Ces artistes souvent, comme Camille Pissarro, alliaient avant-garde esthétique et avant-garde politique. Recherche d’une plus grande liberté, engagement éthique et rupture avec les modèles dominants, on retrouve à présent ces éléments chez la plupart de ces éditeurs dits indépendants, à la suite de figures comme Jérôme Lindon, François Maspero ou encore Nils Andersson.
Indépendance = diversité
Quand on demande au cofondateur des éditions Pourpenser, Albert de Pétigny, ce qu’il entend par indépendance, il répond : « C’est avant tout être conscient de nos dépendances, et de les choisir. Nous dépendons des auteurs, sinon nous n'avons pas de livres, des réseaux de diffusion, sinon nous n'avons pas de lecteurs et des lecteurs eux-mêmes, sinon nous n'avons pas d’avenir. Toute la question est de façonner des liens sains. » Dans cette optique, le passionné d’informatique préfère parler d’écosystème plutôt que de chaîne du livre.
Le premier président du collectif d'éditeurs en Pays de la Loire, Coll.LIBRIS, nous confie aussi avoir eu « les larmes aux yeux », pendant le discours inaugural du président de la Fédération, Dominique Tourte. Il voit dans l'organisation créée en 2021, « le pendant au Syndicat national de l'édition (SNE) », ce « syndicat du crime » ajoute un autre éditeur présent aux Assises.

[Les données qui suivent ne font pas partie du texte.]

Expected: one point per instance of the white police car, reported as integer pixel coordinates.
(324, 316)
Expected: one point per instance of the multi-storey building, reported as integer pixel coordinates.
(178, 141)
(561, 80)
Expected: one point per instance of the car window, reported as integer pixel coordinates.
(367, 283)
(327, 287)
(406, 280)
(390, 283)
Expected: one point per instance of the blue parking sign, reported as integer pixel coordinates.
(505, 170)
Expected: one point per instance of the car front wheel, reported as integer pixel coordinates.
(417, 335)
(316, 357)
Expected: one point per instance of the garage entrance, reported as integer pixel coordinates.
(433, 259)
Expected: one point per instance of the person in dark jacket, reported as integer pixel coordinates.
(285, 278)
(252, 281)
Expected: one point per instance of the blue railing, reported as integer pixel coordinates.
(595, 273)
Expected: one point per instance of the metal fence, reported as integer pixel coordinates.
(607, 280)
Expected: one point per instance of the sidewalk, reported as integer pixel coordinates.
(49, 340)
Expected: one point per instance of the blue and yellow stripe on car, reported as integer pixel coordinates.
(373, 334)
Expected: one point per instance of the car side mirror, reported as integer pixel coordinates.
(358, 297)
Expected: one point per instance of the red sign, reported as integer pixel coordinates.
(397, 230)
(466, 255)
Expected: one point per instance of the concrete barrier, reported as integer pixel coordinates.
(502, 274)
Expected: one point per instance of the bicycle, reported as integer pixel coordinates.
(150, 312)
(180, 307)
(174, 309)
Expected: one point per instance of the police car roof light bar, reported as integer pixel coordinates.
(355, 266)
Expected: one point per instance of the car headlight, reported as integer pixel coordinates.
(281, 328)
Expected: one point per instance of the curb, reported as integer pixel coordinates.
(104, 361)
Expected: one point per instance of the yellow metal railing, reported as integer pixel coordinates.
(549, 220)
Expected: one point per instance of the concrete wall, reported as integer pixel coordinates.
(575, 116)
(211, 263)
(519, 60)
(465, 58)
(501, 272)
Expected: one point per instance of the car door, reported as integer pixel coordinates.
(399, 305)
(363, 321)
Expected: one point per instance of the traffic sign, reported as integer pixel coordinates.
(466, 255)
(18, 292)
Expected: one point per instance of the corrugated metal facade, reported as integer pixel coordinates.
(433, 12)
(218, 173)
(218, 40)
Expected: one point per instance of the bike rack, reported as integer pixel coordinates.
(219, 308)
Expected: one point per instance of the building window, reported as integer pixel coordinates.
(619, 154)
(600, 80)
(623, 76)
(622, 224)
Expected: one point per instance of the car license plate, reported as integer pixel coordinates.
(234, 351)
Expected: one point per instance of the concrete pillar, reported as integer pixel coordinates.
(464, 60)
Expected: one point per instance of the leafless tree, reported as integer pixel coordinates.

Touché, car l’éditeur depuis 2002 a toujours pensé son aventure éditoriale comme une occasion de multiplication des points de vue, des méthodes. Plus encore, faire en sorte que son « empreinte d’éditeur soit aussi faible que possible », comme si c’était du carbone. En clair, pour Albert de Pétigny, indépendance = diversité, et surtout, c’est le moyen de « la joie, sinon on crève ».
Ce dernier présentera à ses collègues, durant le salon, son initiative autour de la gestion des données d’une structure éditoriale, Oplibris. Ce projet de logiciel en libre accès viendrait concurrencer un certain Google et son Google Sheet. L’opposition contre les GAFAM n’est donc pas loin, retrouvant la dimension engagée derrière cette notion d’édition indépendante.

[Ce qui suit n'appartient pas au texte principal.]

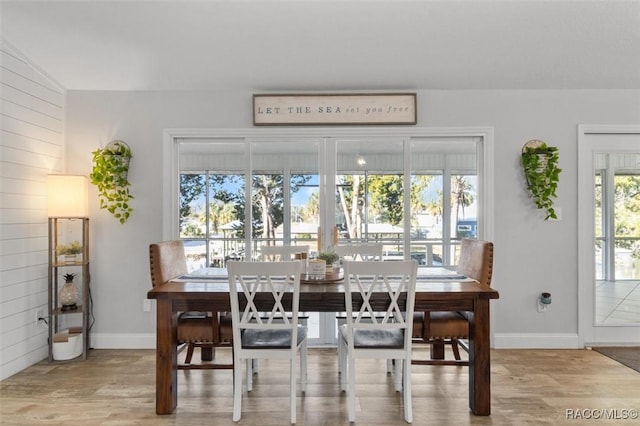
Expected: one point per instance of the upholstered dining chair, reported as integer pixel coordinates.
(438, 328)
(358, 252)
(276, 336)
(378, 330)
(206, 330)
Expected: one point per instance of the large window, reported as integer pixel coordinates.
(418, 195)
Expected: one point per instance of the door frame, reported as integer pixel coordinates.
(588, 332)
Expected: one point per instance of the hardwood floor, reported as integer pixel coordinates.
(117, 387)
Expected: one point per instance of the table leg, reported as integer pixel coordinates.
(166, 358)
(479, 359)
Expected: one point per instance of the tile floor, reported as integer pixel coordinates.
(617, 302)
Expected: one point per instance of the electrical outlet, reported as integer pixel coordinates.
(40, 316)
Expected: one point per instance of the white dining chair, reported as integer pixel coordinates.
(269, 330)
(358, 252)
(280, 254)
(375, 331)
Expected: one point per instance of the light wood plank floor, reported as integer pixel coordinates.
(117, 387)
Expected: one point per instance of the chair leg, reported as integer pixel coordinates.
(345, 367)
(397, 379)
(340, 366)
(303, 366)
(292, 389)
(454, 346)
(249, 375)
(351, 392)
(237, 389)
(207, 353)
(190, 347)
(406, 389)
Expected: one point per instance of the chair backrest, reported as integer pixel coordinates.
(281, 253)
(246, 279)
(476, 260)
(362, 252)
(166, 261)
(395, 278)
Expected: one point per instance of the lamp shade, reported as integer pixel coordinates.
(67, 196)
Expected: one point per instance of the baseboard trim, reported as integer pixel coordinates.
(536, 341)
(501, 341)
(122, 341)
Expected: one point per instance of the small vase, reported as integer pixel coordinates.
(68, 296)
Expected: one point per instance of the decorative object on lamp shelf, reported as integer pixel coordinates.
(67, 196)
(69, 251)
(110, 174)
(68, 294)
(540, 164)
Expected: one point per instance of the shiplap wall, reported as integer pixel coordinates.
(31, 147)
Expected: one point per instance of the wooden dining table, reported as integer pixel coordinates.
(211, 293)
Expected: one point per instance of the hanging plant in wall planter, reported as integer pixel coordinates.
(540, 164)
(109, 174)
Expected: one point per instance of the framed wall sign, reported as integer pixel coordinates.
(334, 109)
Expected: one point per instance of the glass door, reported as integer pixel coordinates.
(608, 235)
(617, 232)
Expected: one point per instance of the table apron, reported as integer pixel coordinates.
(323, 303)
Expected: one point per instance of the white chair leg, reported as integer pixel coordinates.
(340, 360)
(249, 375)
(303, 366)
(345, 367)
(406, 374)
(351, 392)
(397, 379)
(237, 390)
(292, 389)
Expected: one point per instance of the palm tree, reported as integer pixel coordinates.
(461, 194)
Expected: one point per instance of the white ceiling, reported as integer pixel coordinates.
(271, 45)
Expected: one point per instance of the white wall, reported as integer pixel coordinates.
(531, 255)
(31, 146)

L’engagement, pour l’éditrice Galia Tapiero et ses éditions Kilowatt, passe par ses ouvrages jeunesse documentaires. Anthropologue de formation, elle apporte des outils aux enfants pour mieux appréhender l’altérité ; parler de diversité, de différence… Et de proposer en définitive, « des manières de mieux vivre ensemble. Que l’Autre n’est pas si éloigné, même si différent. »
Un autre éditeur engagé : le natif du Grand Est, Camille Delettre, à la tête de la maison L’Atteinte. Pour ce dernier, le terme indépendant est problématique, lui préférant « alternatif, plus proche de la réalité ». Il ne rejette certes pas le commerce, mais le souhaite éthique et moral, sans compromission.
Quand le président de la Fédération qui regroupe les associations nationales d’éditeurs (FEDEI), Dominique Tourte, a présenté la nécessité de créer un organisme régional pour participer à cette aventure, Camille Delettre a lancé l’Association des éditeurs du Grand Est avec 7 autres maisons, dont les Strasbourgeois 2024 ou les Mulhousiens Médiapop. Elle ouvrira bientôt les adhésions : « On ne parle d’ailleurs pas d’association, mais de syndicat », nous confie-t-il. Une acception qu’il tire de sa praxis : ne pas avoir peur d’entrer en contradiction pour faire avancer les choses.
Isolés ou solidarité ?
Comment sa résistance aux conventions du monde littéraire se matérialise-t-elle ? En publiant des titres qui sortent des sentiers battus, mais plus radicalement, en n'hésitant pas à proposer des romans courts, qui pourront avoir moins de 100 pages sans être « ni des nouvelles ni des novella » : « Il y a une normalisation du roman, avec un début, un milieu, une fin clairs, entre 200 et 400 pages », explique t-il. Une critique du remplissage caractéristique de beaucoup d’ouvrages qui paraissent tout au long de l’année, mais, plus encore, la constatation qu’écrire concis tout en racontant une histoire forte est beaucoup plus difficile.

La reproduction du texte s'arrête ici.